Unidas Podemos también asume que lo que está pasando en estos días, en los que detectan una resistencia de Sánchez a sus propuestas mucho mayor que en otras ocasiones, tiene que ver con ese intento del presidente de dejar claro que el sector socialista dirige la política económica y mostrar autoridad después del protagonismo de Iglesias en la negociación presupuestaria. Y asumen que, como grupo pequeño dentro de la coalición —tienen 35 escaños frente a los 120 del socio mayor— perderán varias de las batallas que han planteado estos días.

Pero hay algo en lo que Unidas Podemos asegura que no cederá bajo ningún concepto, y cuenta con esos imprescindibles 35 escaños para frenarlo: una reforma de pensiones como la que ha planteado José Luis Escrivá, ampliando el periodo de cálculo de 25 a 35 años de la vida laboral. Eso implicaría una importante reducción del gasto en pensiones, que es lo que Bruselas estaría reclamando a España, según la versión que da el sector socialista. Eso está negro sobre blanco en un documento que se enviará en breve a Bruselas como promesa para garantizar la llegada del gran fondo de recuperación europeo que salvará a la economía española. La discusión está siendo intensa en el Ejecutivo. Y Unidas Podemos avisa: es imposible que eso se apruebe en el Congreso porque no cuenta con sus votos ni con otros muchos, y Sánchez difícilmente podría apoyarse en el PP como alternativa.
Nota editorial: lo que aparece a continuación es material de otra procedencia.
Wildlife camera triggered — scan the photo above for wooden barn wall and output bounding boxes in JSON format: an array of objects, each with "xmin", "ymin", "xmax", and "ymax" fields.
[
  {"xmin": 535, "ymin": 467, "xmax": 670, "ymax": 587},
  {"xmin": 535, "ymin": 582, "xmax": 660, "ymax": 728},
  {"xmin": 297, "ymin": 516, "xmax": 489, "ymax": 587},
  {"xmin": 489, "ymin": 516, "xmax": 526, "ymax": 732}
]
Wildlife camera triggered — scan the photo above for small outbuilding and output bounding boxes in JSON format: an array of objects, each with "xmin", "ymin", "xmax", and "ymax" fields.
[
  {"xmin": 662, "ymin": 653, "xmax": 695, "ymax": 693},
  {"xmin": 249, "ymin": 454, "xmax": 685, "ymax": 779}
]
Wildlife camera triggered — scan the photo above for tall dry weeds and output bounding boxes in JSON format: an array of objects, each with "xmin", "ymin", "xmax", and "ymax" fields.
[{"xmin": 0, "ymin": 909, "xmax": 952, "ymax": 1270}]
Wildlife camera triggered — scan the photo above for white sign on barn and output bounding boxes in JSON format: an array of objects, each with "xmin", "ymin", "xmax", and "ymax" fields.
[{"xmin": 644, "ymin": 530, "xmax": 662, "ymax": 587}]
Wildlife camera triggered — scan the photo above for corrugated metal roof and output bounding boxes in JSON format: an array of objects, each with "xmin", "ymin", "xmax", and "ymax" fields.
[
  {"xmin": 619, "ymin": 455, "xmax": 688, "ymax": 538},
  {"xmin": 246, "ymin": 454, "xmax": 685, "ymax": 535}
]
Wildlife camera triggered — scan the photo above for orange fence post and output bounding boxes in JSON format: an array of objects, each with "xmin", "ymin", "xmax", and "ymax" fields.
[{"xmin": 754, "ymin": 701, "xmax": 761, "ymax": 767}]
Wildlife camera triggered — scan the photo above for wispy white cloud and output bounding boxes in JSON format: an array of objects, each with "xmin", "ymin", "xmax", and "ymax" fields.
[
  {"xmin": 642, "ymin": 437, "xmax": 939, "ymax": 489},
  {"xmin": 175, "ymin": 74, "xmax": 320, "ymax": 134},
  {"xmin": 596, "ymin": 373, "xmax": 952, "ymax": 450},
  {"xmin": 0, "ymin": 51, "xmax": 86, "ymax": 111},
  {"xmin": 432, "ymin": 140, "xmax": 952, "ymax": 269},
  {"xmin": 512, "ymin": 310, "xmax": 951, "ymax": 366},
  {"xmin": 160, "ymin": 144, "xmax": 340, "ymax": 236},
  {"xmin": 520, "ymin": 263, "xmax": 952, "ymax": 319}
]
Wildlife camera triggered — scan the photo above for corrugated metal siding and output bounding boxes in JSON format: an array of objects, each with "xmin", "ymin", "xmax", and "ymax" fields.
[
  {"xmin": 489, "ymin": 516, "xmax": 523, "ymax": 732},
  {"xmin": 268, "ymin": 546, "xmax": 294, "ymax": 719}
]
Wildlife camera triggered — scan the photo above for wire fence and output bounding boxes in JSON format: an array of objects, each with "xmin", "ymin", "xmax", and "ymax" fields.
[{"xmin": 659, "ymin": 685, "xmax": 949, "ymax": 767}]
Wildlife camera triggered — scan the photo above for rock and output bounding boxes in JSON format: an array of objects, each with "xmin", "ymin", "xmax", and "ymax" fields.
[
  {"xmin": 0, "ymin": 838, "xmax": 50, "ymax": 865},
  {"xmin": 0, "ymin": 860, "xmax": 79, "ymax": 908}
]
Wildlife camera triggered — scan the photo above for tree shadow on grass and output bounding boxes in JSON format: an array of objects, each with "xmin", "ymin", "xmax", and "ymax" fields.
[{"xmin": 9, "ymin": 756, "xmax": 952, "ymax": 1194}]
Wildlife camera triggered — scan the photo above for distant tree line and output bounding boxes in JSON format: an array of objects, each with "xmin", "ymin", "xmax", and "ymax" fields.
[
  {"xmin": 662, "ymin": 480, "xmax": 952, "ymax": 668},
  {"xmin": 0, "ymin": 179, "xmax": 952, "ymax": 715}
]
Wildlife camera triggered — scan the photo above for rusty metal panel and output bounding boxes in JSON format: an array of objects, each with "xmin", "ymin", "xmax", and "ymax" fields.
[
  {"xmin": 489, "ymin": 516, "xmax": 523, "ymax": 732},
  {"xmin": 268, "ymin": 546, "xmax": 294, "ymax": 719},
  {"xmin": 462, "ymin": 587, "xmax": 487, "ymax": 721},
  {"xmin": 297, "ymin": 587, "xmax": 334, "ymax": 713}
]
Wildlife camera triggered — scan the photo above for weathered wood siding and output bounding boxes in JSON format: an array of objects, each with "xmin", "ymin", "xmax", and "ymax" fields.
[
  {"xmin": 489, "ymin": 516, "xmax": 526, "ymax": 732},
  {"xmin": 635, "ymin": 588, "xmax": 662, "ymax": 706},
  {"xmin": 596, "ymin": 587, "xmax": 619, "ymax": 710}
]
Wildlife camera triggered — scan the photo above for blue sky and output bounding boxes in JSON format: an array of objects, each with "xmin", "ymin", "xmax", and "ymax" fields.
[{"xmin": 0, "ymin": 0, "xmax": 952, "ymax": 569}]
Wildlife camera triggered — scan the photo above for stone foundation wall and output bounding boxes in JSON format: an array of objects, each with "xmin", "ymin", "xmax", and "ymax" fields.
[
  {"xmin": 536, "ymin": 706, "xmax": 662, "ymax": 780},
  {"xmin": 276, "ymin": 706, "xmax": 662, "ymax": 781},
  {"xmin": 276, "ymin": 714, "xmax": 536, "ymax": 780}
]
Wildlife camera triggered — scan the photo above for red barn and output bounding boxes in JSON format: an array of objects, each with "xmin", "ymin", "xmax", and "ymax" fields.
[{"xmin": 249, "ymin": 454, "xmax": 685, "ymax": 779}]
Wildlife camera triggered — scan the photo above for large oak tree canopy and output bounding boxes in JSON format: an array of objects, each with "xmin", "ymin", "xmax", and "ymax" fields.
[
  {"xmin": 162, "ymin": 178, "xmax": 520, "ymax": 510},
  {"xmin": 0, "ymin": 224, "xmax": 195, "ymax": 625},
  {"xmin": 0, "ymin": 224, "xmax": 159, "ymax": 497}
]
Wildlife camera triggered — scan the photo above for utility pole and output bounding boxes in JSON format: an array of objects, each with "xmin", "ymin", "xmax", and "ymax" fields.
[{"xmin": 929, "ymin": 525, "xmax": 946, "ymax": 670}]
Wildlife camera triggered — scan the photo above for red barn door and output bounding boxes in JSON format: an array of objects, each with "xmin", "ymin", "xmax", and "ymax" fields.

Unidas Podemos de hecho está empezando a moverse también en Bruselas para promover allí sus ideas, en especial sobre la reforma laboral, otro asunto muy sensible en el corazón del poder europeo. La ministra Díaz viajó esta semana allí y se reunió con dos comisarios clave y es probable que también vaya el propio Iglesias. Bruselas es el terreno natural de Calviño, que hizo allí casi toda su carrera. Ambos sectores se preparan así para una larga batalla de fondo con los asuntos clave de la política económica. De su resultado dependen los salarios, las condiciones laborales y las pensiones de millones de personas.